Они лежат на огромной кровати в этой бесконечной квартире, смотря то друг на друга, то в потолок, то в окно, но Андрея даже сейчас — когда спустя пару часов подряд становится невозможно спокойно — не отпускает мысль о прошлом. Прошлого в принципе нет, как говорит Слава, и будущего тоже — есть только настоящее. Андрей думает об этом, когда в очередной раз ощущает на себе острый взгляд и ловит несколько ласковых, размазанных и слюнявых поцелуев на коже. Его покровитель, всё-таки, даже в самые сложные моменты ощущается одинаково спокойным и любящим, почти опекающим. Это так правильно и так странно, что Андрею очень сильно хочется забыться в этом близком и далёком — ментально далёком — настоящем и больше не бояться ни Миши Мороза, ни звонка Ирмы, ни усталого взгляда собственного сына, который точно никогда не захочет быть похожим на отца. – У тебя есть хорошая молитва для сна? – спрашивает он внезапно, когда Слава укладывает голову Рубанова себе на грудь. – Я что-то перенервничал дохуя. Его покровителю явно хочется что-то сказать, но он вместо этого только мнёт собственные губы и почти влюблённо кивает.
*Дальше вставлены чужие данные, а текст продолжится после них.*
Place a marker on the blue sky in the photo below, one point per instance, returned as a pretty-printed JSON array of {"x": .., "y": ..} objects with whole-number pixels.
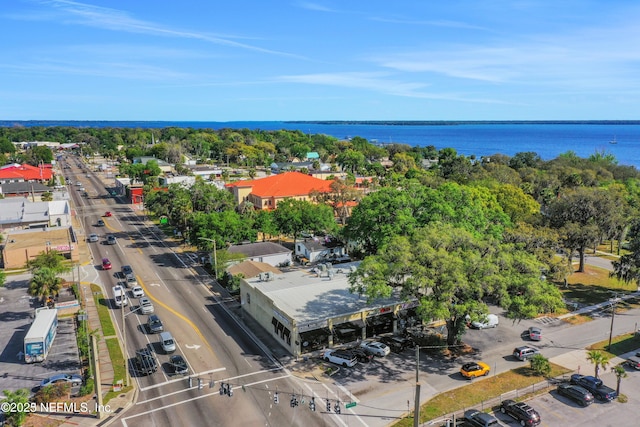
[{"x": 245, "y": 60}]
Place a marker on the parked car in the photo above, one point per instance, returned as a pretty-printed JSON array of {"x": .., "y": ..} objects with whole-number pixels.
[
  {"x": 146, "y": 363},
  {"x": 137, "y": 292},
  {"x": 361, "y": 354},
  {"x": 178, "y": 365},
  {"x": 475, "y": 369},
  {"x": 146, "y": 306},
  {"x": 167, "y": 342},
  {"x": 398, "y": 344},
  {"x": 376, "y": 348},
  {"x": 491, "y": 321},
  {"x": 520, "y": 411},
  {"x": 341, "y": 358},
  {"x": 595, "y": 386},
  {"x": 525, "y": 352},
  {"x": 634, "y": 361},
  {"x": 155, "y": 324},
  {"x": 480, "y": 419},
  {"x": 576, "y": 393},
  {"x": 535, "y": 333},
  {"x": 73, "y": 379}
]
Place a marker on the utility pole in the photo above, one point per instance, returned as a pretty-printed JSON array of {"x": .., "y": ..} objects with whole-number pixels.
[{"x": 416, "y": 409}]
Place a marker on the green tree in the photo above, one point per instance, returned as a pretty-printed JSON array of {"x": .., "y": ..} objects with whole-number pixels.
[
  {"x": 18, "y": 399},
  {"x": 540, "y": 365},
  {"x": 44, "y": 283},
  {"x": 598, "y": 359}
]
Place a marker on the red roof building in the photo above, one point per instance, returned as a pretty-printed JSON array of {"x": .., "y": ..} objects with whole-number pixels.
[
  {"x": 25, "y": 172},
  {"x": 266, "y": 193}
]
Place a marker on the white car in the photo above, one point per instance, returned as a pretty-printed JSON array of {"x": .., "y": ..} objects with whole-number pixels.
[
  {"x": 376, "y": 348},
  {"x": 146, "y": 306},
  {"x": 137, "y": 292}
]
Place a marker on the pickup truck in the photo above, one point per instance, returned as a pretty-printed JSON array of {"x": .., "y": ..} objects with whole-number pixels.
[{"x": 595, "y": 386}]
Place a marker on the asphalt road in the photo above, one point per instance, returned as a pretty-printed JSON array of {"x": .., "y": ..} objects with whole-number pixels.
[{"x": 216, "y": 347}]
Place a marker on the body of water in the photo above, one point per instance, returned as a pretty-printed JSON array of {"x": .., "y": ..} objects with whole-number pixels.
[{"x": 547, "y": 139}]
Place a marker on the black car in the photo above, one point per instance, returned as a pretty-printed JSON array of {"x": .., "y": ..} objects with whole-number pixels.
[
  {"x": 398, "y": 344},
  {"x": 525, "y": 414},
  {"x": 576, "y": 393},
  {"x": 361, "y": 354},
  {"x": 178, "y": 364},
  {"x": 146, "y": 364}
]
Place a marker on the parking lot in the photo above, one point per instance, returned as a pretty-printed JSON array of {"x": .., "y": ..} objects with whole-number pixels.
[{"x": 17, "y": 309}]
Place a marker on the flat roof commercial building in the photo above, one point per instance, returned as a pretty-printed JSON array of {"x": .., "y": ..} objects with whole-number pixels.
[{"x": 312, "y": 309}]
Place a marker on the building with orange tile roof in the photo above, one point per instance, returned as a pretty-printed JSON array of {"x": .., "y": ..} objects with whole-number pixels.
[{"x": 266, "y": 193}]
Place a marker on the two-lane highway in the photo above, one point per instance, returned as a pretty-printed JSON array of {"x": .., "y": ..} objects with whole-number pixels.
[{"x": 218, "y": 350}]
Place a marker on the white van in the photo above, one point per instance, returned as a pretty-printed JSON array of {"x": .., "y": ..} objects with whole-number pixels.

Это не твоё, Андрей — но пожалеть его всё равно до одури хочется. – Короткая и понятная? – Рубанов мычит в ответ. – В руце Твои, Господи Исусе Христе Боже мой, предаю дух мой. Ты же мя прости, ты мя помилуй и живот вечный даруй ми. – Её нужно просто прочитать, и будешь хорошо спать? Слава улыбается губами широко и подтягивает Андрея к себе за шею, желая от происходящего только по-доброму рассмеяться. – Просто засыпай, подремать необходимо. Я разбужу, когда поедем в город. Рубанов, почти оживая, вытягивается на постели и поджимает ноги. Его лицо выглядит сейчас одинаково смущённым и неловким, одинаково непонимающим и тревожным. – В город? – он звучит сейчас исключительно жалобно. – Ты опять, Слав?... – опять хочешь кого-нибудь пристрелить. – Что там на этот раз? Покровитель мягко смеётся. – Ты мороженое вчера просил. Искать поедем, фисташку, твоё любимое. Слава улыбается ему неверяще и кивает несколько раз, тут же пригреваясь заново. Мороженое, не «опять», а лишь очередные прихоти-глупости. Не опять, не опять, не опять. Никогда не снова.